Most often, this situation is associated with low self-esteem. A person believes that he has no right to anything good, and this attitude comes from childhood and eventually becomes an unconscious life program.
Psychologist COLADY will tell you how to raise self-esteem using psychological techniques.
How to Boost Your Self-Esteem: 3 Effective Techniques
Working with self-esteem takes time and the right mindset. It will not be possible to solve the problem “on a swoop”: it is necessary to stock up on perseverance and patience.
To perform psychological exercises, you need to prepare:
- Allocate time for yourself: 40 minutes or an hour is enough, free from household chores and thoughts about work. It is better to warn relatives in advance and turn off the phone.
- Before starting the practice, relax, get rid of muscle tension and obsessive thoughts.
- only regular practice will be successful. The exercises are repeated for a month or longer, the first results appear after a few weeks.
The first therapy sessions may not be very successful – no need to get upset and retreat. Low self-esteem has been forming for years, it will take a long time to change the situation.
You might be interested in: Mindful breathing: an effective practice for awareness of yourself and your own body
Practice 1. “Words of a loving person”
The exercise is aimed at removing internal blocks, realizing your own desires.
The first attempt is best done in front of a mirror. Imagine someone who treats you well, loves and appreciates you (relative, close friend, admirer). Remember his words addressed to you, good deeds, wishes. Try to think of and pronounce a few phrases on his behalf.
Then, while looking at yourself in the mirror, say a short monologue:
“Hello, my dear (dear)! You, as always, look great, you remain a kind and bright person, which means that everything in your life will be the way you want it. I wish you good luck, joy. You have the right to … ”
After that, list your most cherished desires: love and family, freedom from everyday routines, professional achievements, a vacation in a picturesque corner, a house or a cozy apartment. At first, the wishes will sound feigned and fake, but after a few repetitions you will be able to get used to the role. After that I record the message on my phone camera and review it several times during the day.
You can make amendments to the wish list, but, most importantly, analyze your dreams and record that at the moment we are living, in general, someone else’s life. This exercise frees you from imposed goals, helps you realize your right to happiness and get rid of external pressure.
The exercise is repeated for one to two weeks.
Practice 2. “Forgive ourselves for mistakes”
The technique calms, removes acute internal conflicts. With the help of exercises, it is easier to accept yourself, come to terms with your own shortcomings, get rid of excessive demands on your character and actions.
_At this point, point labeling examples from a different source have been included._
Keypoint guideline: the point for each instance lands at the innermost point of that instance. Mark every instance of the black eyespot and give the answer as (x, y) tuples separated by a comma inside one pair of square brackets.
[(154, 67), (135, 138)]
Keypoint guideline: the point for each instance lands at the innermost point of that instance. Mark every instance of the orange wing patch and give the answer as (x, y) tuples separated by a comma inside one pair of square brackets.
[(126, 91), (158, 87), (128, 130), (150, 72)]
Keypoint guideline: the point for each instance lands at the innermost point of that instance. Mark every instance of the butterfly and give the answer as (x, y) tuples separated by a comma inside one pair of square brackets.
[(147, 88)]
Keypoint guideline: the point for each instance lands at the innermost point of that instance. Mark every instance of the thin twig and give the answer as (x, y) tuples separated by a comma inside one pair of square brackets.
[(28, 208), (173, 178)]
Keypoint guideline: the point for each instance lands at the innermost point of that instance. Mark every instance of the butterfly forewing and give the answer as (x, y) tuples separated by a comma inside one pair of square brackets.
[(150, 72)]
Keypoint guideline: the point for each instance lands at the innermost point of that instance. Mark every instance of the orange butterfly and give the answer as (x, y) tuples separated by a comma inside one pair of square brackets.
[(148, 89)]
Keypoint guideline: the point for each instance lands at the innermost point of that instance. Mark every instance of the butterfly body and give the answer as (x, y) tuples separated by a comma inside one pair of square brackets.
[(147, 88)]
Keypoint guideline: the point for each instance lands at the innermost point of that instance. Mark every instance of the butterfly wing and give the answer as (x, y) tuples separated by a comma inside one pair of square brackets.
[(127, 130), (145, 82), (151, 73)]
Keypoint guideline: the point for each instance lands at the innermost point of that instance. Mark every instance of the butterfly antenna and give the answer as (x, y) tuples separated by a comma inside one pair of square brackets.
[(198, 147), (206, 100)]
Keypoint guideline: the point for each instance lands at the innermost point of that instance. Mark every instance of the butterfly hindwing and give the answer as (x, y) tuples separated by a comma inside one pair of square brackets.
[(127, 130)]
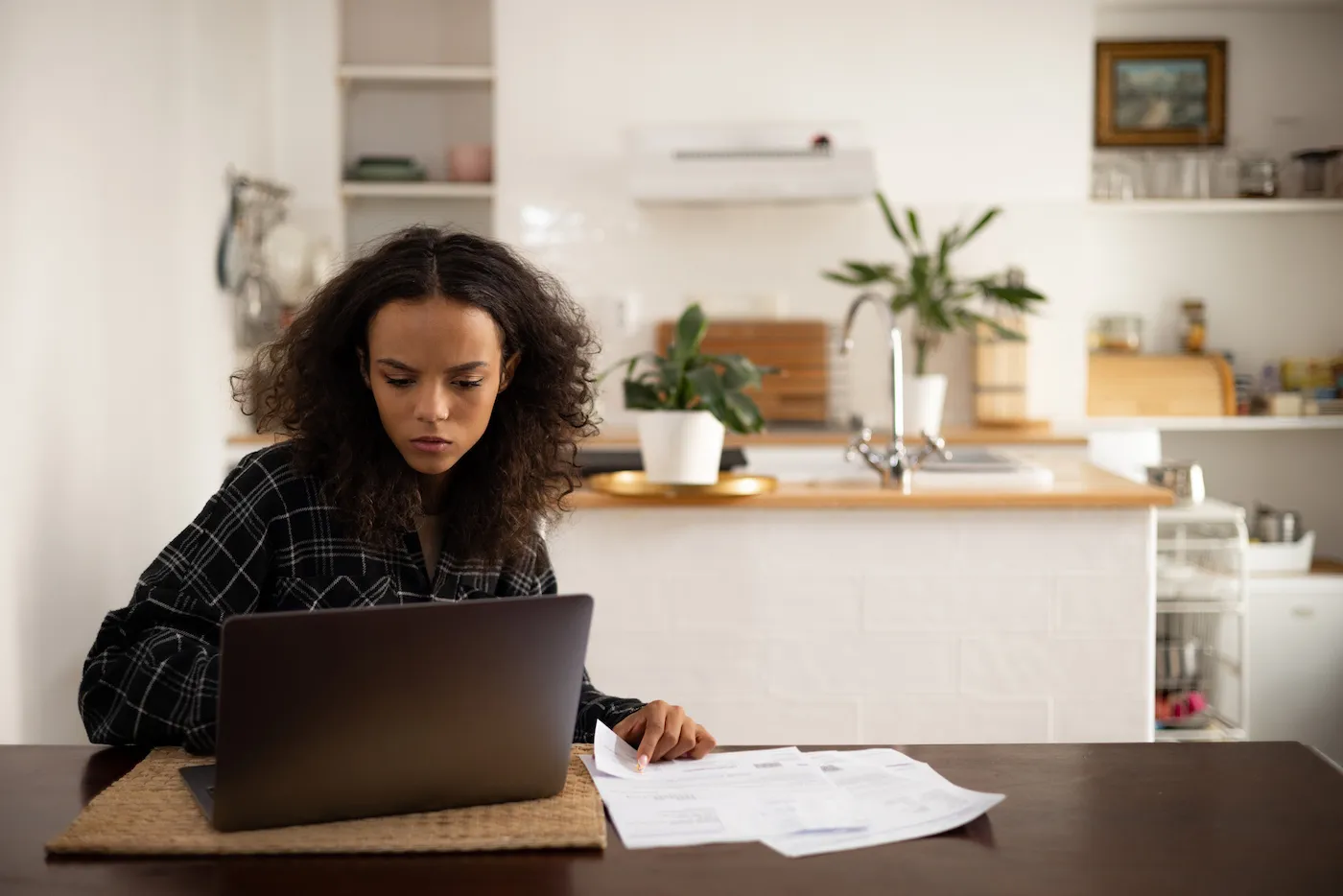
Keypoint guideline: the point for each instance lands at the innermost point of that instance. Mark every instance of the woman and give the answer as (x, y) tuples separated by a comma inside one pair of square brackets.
[(434, 392)]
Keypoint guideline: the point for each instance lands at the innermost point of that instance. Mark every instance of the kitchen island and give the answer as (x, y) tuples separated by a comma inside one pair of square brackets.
[(838, 611)]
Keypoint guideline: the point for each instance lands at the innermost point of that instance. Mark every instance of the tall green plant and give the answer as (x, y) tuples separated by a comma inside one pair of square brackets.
[(940, 301), (687, 379)]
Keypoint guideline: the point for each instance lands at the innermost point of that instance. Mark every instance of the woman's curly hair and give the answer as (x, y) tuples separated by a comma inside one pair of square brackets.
[(309, 385)]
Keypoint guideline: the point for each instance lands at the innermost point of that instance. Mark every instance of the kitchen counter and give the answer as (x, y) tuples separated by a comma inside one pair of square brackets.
[(1038, 433), (846, 611), (1076, 485)]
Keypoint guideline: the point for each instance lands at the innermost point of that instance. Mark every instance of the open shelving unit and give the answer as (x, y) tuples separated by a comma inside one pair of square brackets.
[(416, 77), (410, 74), (1199, 423), (1222, 205), (413, 190)]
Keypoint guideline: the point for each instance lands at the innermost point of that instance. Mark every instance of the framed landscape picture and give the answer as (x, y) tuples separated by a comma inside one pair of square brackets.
[(1161, 93)]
Remember some traumatic event in your life: the moment when you were, as they say, not up to par. Surely you have repeatedly remembered this, criticized yourself for wrong actions, and meanwhile your self-esteem gradually decreased.
Try to accept that old situation and forgive yourself for mistakes. Try to turn failure into an ordinary life episode that can happen to everyone, not just to you because of your irreparable shortcomings.
This can help relieve tension and guilt that fuel low self-esteem. It is helpful to work through the most painful memories and let them go.
Practice 3. “I’m great!”
Start keeping a diary and write down your usual activities related to professional duties, communication with other people, household chores. For instance:
- Did the exercises.
- I made breakfast.
- Dressed nicely.
- I did not pay attention to the manipulations of colleagues.
- I entered into a new contract with a new client.
- I ate an apple instead of a bun.
- I helped my grandmother to transfer money at an ATM for her granddaughter.
- I read 20 pages of the book.
- I went to bed in time.
Analyze the results at the end of the day. Most of the time, most of the tasks are completed successfully. Failures account for only one or two events, which means that there is no reason for frustration.
The exercise proves that there is no real reason to be disappointed in yourself. Low self-esteem is an attitude imposed from the outside, beneficial to someone from the inner circle. Most often these are parents, other close relatives, toxic friends and partners. It is worth thinking about changing the environment, and if this is impossible, it is better to limit communication with “stuffy” people. This practice is carried out for 2-3 months.
Low self-esteem is the cause of many psychological problems. Wrong perception of oneself leads to stress, problems in communication, isolation on oneself. A person with low self-esteem cannot fully reveal himself in life, does not realize his capabilities and abilities. Psychotherapy will help relieve the acuteness of the problem and get rid of unnecessary worries.
Must share this useful content with your loved one's
Visit Bologny for more useful and informative articles!